Appl Clin Inform 2014; 05(02): 594-602
DOI: 10.4338/ACI-2013-12-RA-0108
Research Article
Schattauer GmbH

State Funding for Health Information Technology and Selected Ambulatory Healthcare Quality Measures

L. M. Kern
1   Center for Healthcare Informatics and Policy, Weill Cornell Medical College, New York, NY.
2   Department of Healthcare Policy and Research, Weill Cornell Medical College, New York, NY.
3   Department of Medicine, Weill Cornell Medical College, New York, NY.
4   Health Information Technology Evaluation Collaborative, New York, NY.
,
M. Silver
2   Department of Healthcare Policy and Research, Weill Cornell Medical College, New York, NY.
4   Health Information Technology Evaluation Collaborative, New York, NY.
,
R. Kaushal
1   Center for Healthcare Informatics and Policy, Weill Cornell Medical College, New York, NY.
2   Department of Healthcare Policy and Research, Weill Cornell Medical College, New York, NY.
3   Department of Medicine, Weill Cornell Medical College, New York, NY.
4   Health Information Technology Evaluation Collaborative, New York, NY.
5   Department of Pediatrics, Weill Cornell Medical College, New York, NY.
6   New York-Presbyterian Hospital, New York, NY.
,
with the HITEC Investigators › Author Affiliations
Further Information

Publication History

Received: 12 February 2014

Accepted in revised form: 19 May 2014

Publication Date:
21 December 2017 (online)

Summary

Background: Previous studies on the effects of health information technology (health IT) on ambulatory quality have had mixed results. New York State has invested heavily in health IT throughout the State, creating a unique opportunity to assess effects on health care quality across multiple communities.

Objective: To determine any association between primary care providers’ receipt of funding from New York State’s Healthcare Efficiency and Affordability Law for New Yorkers Program (HEAL NY) and ambulatory quality of care

Methods: A statewide, longitudinal cohort study of primary care physicians in New York State was conducted. Data regarding which primary care physicians received funding through the HEAL NY program (Phase 5 or Phase 10) in 2008 or 2009 were obtained from the New York State Department of Health. Health care quality in 2010 was measured using claims data that had been aggregated across 7 commercial health plans across the state. Physicians were divided into 2 groups, based on receipt of HEAL funding (yes/no). Any association was measured between study group and each of 7 quality measures, all of which appear in the Stage 1 federal Meaningful Use program. Negative binomial regression was used, adjusting for provider gender and specialty.
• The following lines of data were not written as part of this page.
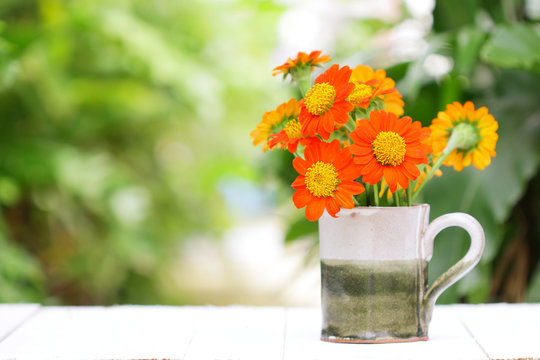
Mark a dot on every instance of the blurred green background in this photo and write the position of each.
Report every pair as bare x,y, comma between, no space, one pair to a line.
126,170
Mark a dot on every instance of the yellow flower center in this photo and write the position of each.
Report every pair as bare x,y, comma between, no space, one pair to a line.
320,98
293,129
322,179
389,148
360,92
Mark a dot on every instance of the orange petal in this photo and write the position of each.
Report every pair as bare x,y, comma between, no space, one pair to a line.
315,209
301,198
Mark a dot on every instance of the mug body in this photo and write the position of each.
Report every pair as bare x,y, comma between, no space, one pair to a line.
373,274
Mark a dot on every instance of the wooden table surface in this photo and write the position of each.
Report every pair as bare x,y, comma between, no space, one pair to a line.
30,331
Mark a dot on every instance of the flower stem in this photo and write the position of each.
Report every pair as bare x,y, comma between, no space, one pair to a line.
376,194
429,175
410,192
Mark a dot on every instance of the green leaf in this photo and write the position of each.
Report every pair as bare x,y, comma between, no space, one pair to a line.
516,47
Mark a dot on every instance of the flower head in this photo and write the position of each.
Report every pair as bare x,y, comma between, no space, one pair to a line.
326,103
388,146
273,122
290,137
470,135
369,85
301,60
326,179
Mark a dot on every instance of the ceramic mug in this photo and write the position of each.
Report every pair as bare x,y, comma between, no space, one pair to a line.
374,270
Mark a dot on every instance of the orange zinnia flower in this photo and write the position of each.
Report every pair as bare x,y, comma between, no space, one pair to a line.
326,102
302,59
326,179
371,84
388,146
273,122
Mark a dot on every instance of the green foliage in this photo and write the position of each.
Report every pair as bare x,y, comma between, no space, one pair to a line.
119,119
516,47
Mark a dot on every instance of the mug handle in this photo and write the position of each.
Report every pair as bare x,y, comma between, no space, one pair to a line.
463,266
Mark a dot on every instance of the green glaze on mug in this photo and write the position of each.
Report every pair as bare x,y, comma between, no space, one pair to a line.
374,264
373,300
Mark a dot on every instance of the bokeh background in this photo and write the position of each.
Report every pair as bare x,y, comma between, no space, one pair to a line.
127,174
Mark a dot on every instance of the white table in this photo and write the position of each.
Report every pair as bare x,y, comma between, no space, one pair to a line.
29,331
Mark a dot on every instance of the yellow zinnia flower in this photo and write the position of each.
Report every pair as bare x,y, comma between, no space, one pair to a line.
468,135
371,84
273,122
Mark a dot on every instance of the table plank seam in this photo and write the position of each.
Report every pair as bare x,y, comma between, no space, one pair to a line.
473,337
285,318
20,324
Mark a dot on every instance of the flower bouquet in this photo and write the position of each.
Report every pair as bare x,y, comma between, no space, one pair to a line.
357,156
352,144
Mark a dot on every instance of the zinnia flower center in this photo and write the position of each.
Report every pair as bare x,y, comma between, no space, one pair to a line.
360,92
320,98
389,148
322,179
293,129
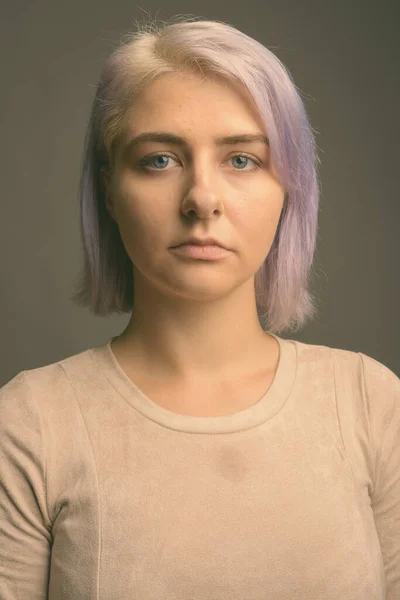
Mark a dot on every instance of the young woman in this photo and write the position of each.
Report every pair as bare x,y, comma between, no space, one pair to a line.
199,454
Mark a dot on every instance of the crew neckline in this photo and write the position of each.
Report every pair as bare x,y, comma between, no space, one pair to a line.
265,408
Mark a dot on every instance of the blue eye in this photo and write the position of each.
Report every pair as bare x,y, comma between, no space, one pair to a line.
145,162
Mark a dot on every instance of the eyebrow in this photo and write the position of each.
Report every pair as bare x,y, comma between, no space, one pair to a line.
172,138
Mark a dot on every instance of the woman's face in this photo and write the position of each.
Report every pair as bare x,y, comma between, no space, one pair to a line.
161,192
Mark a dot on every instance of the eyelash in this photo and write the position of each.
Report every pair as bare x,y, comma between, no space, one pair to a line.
144,162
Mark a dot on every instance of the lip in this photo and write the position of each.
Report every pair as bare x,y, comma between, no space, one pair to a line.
209,252
207,241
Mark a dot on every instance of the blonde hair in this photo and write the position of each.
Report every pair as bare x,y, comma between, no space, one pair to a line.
106,283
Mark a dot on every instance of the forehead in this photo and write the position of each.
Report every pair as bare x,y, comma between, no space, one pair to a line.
177,99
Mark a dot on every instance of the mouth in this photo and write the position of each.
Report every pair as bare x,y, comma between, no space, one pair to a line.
196,251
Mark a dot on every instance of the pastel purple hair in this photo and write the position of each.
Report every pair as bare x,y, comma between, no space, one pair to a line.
106,284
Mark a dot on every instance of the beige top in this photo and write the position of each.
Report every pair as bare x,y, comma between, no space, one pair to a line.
105,495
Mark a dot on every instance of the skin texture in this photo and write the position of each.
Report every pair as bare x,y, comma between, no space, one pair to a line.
195,320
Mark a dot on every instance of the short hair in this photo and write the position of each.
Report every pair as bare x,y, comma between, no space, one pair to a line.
190,44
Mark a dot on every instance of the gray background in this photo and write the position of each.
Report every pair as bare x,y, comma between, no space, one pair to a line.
344,57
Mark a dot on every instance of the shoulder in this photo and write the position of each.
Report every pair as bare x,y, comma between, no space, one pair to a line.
38,390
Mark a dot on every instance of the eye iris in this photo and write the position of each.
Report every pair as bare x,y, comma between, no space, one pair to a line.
240,158
160,157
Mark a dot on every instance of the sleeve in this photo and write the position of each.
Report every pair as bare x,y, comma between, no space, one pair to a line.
382,391
25,529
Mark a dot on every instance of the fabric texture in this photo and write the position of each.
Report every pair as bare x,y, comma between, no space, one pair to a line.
105,495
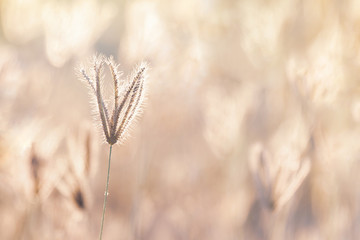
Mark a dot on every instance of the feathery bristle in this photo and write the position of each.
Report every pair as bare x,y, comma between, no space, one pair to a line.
128,97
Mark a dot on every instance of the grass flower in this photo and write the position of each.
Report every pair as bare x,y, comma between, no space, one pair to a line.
128,98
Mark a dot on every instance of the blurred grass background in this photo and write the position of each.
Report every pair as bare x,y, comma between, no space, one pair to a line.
250,130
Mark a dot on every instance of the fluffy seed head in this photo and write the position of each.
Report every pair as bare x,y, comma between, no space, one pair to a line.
128,96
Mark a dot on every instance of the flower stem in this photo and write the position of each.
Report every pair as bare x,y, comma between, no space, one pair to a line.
106,193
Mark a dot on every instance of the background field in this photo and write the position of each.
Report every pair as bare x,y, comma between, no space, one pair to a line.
250,130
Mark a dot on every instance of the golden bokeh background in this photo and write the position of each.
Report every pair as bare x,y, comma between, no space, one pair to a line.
250,129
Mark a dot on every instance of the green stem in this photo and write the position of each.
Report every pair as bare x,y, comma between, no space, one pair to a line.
106,193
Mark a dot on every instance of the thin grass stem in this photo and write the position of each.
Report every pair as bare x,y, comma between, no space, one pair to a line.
106,193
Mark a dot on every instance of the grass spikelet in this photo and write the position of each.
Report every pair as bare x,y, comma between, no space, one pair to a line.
128,98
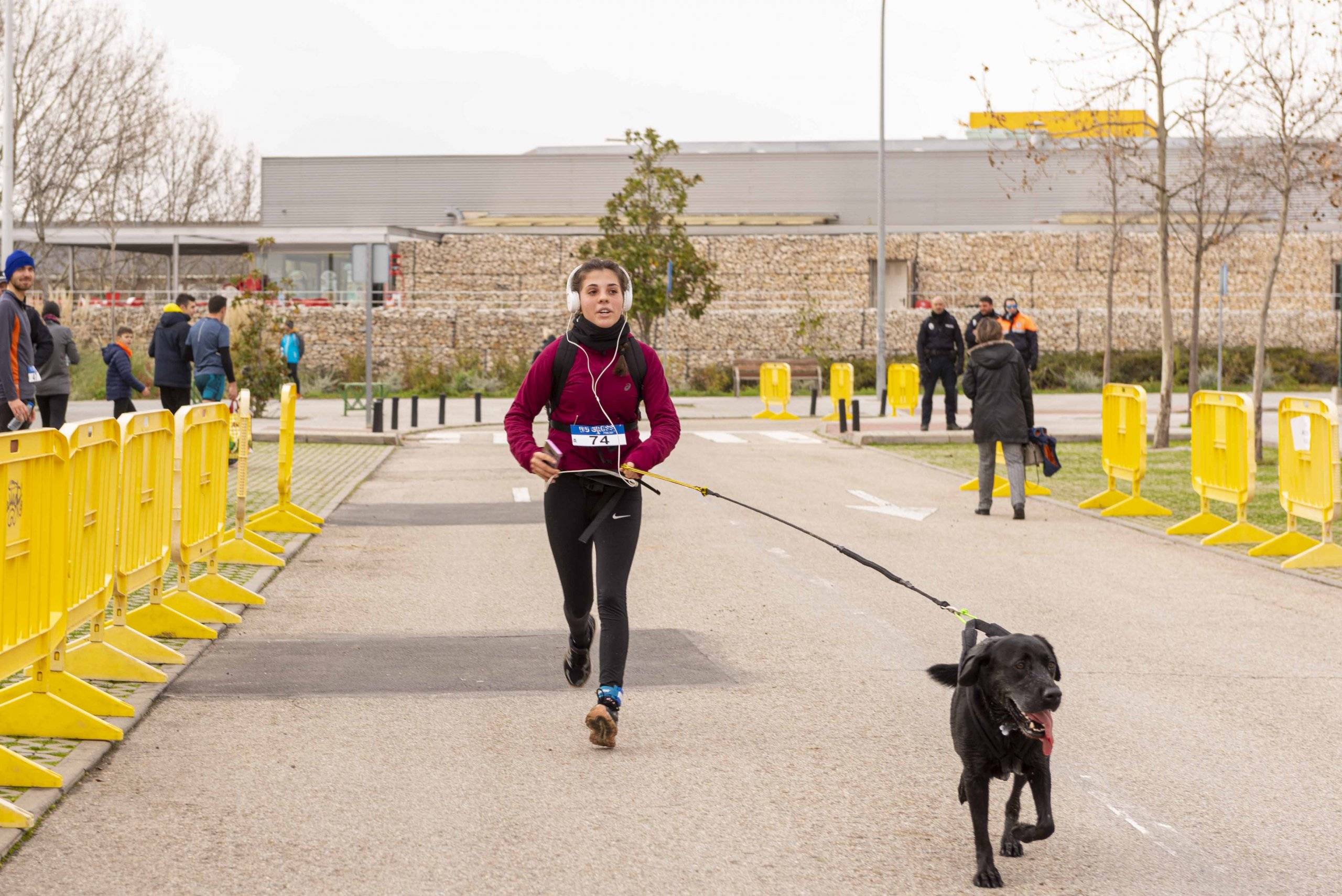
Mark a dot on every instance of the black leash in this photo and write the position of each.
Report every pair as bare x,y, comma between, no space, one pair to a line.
991,630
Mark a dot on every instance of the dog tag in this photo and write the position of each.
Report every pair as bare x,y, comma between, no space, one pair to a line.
598,436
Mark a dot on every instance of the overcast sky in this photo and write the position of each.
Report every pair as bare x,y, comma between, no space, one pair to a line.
398,77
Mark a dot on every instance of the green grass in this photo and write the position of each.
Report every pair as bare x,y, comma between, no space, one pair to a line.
1168,481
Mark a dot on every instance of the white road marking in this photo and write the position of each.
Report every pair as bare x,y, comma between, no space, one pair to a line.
791,438
882,506
720,436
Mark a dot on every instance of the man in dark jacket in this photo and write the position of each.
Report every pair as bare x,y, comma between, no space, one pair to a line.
1020,330
1004,412
941,356
984,313
172,354
121,381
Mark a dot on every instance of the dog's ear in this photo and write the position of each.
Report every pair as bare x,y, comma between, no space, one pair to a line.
973,664
1058,668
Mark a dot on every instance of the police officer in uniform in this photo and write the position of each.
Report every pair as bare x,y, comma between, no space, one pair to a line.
941,356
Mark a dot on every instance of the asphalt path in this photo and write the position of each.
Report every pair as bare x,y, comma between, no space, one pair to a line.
780,734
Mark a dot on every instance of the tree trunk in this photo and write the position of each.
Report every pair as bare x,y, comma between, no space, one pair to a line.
1261,348
1163,207
1114,238
1194,372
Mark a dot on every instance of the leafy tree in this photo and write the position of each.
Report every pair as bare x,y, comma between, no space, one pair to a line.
643,230
257,330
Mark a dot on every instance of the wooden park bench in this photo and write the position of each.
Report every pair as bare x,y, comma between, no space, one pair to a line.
803,371
353,393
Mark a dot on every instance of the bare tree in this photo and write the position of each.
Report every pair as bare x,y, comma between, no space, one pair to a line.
1215,191
1294,82
1149,31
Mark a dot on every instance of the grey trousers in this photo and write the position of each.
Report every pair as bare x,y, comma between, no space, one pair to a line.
1015,455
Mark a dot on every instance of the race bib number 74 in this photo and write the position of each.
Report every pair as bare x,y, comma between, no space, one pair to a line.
598,436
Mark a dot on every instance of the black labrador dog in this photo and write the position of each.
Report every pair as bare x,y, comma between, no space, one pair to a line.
1002,719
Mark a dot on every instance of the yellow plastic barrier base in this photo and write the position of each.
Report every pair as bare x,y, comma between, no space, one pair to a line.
1200,525
14,817
1322,554
1106,498
101,661
140,645
74,691
20,772
46,715
215,588
1136,506
285,520
241,550
200,608
1285,545
157,620
259,541
1240,533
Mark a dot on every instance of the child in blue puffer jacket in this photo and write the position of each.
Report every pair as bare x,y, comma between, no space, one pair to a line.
121,381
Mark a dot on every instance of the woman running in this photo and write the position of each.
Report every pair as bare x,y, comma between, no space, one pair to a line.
592,380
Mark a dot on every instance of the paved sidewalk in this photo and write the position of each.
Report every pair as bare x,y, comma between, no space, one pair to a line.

Results: The study included 3,988 primary care providers, of whom 863 (22%) had received HEAL NY funding. The HEAL-funded physicians provided higher quality of care on 5 of the 7 measures: breast cancer screening, eye exams in patients with diabetes, nephropathy screening in patients with diabetes, influenza vaccination and pneumococcal vaccination (p<0.0001 for all adjusted comparisons). The HEAL-funded group provided higher quality of care by an absolute 2 to 6 percentage points per measure for those 5 measures.

Conclusion: Primary care physicians who received state funding for health IT provided higher quality of care than those who did not receive such funding.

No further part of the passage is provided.